The political failure to address environmental migration

The amendments made by LIBE Committee were politically ambitious, and nearly all failed during the final votes. Two amendments survived the Committee stage and appeared in the final report presented in 2017, but were eventually withdrawn during negotiations with the Council and the Commission. 

This failure shows how EU policies reinforce the construction of a ‘fortress Europe’ rather than a welcoming land for asylum seekers. Indeed, reflecting the composition of the European Parliament, the LIBE Committee’s centre of political gravity was rather to the right; and it was clear from the beginning that the right-wing of the Committee would oppose any progress on the issue of environmental migration. This refusal to open any new grounds for asylum illustrates the reluctance of political climate to facilitating access to asylum. On this premise, the Greens realised the danger of reopening negotiations on asylum grounds, which could in fact lead to a reduction in international protection standards rather than progressive improvements. This retreat, while understandable, is not new. As far back as 2008, Chloé Vlassopoulou explained that the response most often given to the ‘denial of the agenda’ from which the issue of environmental migration suffers is that those responsible for applying the Geneva Convention are opposed to such recognition for fear of seeing respect for the right of asylum weakened.

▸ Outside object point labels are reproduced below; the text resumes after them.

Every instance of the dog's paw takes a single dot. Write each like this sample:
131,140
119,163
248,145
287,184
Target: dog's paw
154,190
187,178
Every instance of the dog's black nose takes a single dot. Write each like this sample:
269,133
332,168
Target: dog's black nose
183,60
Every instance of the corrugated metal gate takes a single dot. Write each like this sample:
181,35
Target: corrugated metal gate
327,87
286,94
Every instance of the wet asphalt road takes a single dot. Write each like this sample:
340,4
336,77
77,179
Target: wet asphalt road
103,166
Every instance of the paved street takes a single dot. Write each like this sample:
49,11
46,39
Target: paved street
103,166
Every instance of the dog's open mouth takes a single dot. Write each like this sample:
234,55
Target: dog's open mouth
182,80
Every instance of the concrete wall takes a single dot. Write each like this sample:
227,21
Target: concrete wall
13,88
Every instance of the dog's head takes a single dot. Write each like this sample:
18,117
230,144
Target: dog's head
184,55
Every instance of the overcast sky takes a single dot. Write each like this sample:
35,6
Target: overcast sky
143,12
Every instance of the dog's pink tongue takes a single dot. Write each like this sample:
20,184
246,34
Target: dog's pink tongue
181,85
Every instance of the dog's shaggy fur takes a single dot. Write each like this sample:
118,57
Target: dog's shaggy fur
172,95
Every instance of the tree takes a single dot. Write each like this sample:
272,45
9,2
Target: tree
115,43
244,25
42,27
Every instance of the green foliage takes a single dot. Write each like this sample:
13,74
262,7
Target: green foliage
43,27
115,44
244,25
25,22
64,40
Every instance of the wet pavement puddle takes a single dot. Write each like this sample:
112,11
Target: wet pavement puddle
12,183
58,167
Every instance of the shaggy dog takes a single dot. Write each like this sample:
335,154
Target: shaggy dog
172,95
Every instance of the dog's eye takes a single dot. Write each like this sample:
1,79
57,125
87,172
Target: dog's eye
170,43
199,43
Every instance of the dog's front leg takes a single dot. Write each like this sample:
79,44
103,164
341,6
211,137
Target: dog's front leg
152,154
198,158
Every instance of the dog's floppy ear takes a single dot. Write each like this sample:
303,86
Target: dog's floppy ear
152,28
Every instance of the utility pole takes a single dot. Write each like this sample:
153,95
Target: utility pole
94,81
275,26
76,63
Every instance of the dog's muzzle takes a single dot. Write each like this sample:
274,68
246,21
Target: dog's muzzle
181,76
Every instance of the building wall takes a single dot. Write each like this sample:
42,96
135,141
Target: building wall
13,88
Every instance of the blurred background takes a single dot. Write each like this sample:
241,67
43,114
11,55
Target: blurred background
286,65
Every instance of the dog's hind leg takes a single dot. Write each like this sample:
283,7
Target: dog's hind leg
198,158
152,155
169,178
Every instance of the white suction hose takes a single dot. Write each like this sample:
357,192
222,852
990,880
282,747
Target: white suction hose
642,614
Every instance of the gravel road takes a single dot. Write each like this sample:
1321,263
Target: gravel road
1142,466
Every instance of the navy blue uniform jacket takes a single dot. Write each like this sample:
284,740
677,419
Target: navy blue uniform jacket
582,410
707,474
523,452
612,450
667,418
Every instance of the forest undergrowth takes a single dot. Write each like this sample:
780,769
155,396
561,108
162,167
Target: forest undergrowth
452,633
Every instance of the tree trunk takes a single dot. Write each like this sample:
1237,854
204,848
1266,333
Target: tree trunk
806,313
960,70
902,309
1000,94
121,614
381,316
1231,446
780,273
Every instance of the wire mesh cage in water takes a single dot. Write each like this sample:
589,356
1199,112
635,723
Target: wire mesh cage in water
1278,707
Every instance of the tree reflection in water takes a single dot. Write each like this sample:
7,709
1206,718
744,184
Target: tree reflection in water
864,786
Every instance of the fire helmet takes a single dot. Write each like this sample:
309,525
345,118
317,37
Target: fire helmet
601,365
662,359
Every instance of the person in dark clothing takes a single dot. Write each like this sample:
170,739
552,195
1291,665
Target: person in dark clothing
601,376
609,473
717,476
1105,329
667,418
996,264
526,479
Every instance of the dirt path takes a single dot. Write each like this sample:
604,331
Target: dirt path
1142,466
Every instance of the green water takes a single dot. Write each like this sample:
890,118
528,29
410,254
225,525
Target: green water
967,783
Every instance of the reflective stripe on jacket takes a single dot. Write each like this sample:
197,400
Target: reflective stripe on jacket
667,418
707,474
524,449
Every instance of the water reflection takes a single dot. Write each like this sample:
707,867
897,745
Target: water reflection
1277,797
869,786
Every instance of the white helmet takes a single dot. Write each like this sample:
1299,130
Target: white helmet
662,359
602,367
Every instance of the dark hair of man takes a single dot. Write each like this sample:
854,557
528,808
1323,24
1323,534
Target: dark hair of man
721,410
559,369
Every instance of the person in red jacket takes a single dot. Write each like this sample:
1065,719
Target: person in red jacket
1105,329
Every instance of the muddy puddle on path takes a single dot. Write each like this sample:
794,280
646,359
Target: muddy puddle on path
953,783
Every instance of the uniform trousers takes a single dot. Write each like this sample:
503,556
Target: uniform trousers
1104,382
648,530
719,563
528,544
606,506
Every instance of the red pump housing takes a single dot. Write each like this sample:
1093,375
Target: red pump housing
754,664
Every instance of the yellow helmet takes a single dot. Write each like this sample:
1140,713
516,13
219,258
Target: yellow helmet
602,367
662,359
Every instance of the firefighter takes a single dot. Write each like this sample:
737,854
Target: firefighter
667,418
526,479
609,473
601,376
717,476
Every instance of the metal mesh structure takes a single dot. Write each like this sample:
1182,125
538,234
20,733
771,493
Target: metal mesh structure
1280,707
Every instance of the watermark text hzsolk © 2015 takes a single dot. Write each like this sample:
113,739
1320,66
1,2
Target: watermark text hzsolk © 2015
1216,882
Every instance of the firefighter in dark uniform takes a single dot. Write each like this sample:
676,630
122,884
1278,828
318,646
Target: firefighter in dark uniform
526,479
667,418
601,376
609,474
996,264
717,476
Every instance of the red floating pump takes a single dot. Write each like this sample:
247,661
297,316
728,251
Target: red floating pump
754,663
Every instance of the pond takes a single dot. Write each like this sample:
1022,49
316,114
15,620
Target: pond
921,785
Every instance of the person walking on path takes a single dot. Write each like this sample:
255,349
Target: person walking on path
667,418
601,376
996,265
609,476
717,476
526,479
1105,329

A second reason for the failure is the consensus culture that prevails within the European institutions. While desirable in certain areas, it can prove to be a brake on ambitious policies where consensus is hard to achieve. Here, the reform of the Qualification Directive was part of the general context of the reform of the CEAS. With several texts being discussed in parallel and many matters being balanced in the political bargaining, there was a risk that passing this measure here would mean other measures be opposed in other texts. The strategy of certain groups (in this case, S&D) seems to have been to seek more consensual measures to avoid political battles that could jeopardise the progress of the general reform, judged necessary. Indeed, the Greens, like the Social Democrats, have admitted the more or less declarative nature of their amendments. This raises the question of whether these are nothing more than bargaining tools; however, there seems to be a genuine strategy behind these proposals. For the Rapporteur’s team, the aim was rather to indicate the long-term direction to be taken in terms of asylum policy. For the Greens, the ambition lies elsewhere. In their view, an ad hoc instrument should be developed to fully address the issue, and any smaller breakthrough could jeopardise the existence of such an instrument. In fact, the Greens are still advocating this in their manifesto for the 2024 European elections.

Is it really a failure?

Despite the apparent failure to address the issue in the new Directive, these proposed amendments have at least had the merit of reopening discussions on the subject. They allowed the balance of power to be gauged and, with a more favourable political balance, to envisage legislation that would be more favourable to the protection of environmentally displaced people. A key lesson to be learned from this failure is the difficulty of assimilating climate change-induced migration with international protection. Indeed, if climate change is claiming victims, environmentally displaced people remain a distant reality in terms of time and geography. Under these conditions, the development of legislation on international protection for climate-displaced persons seems compromised amid inaction threatening the human rights of displaced persons.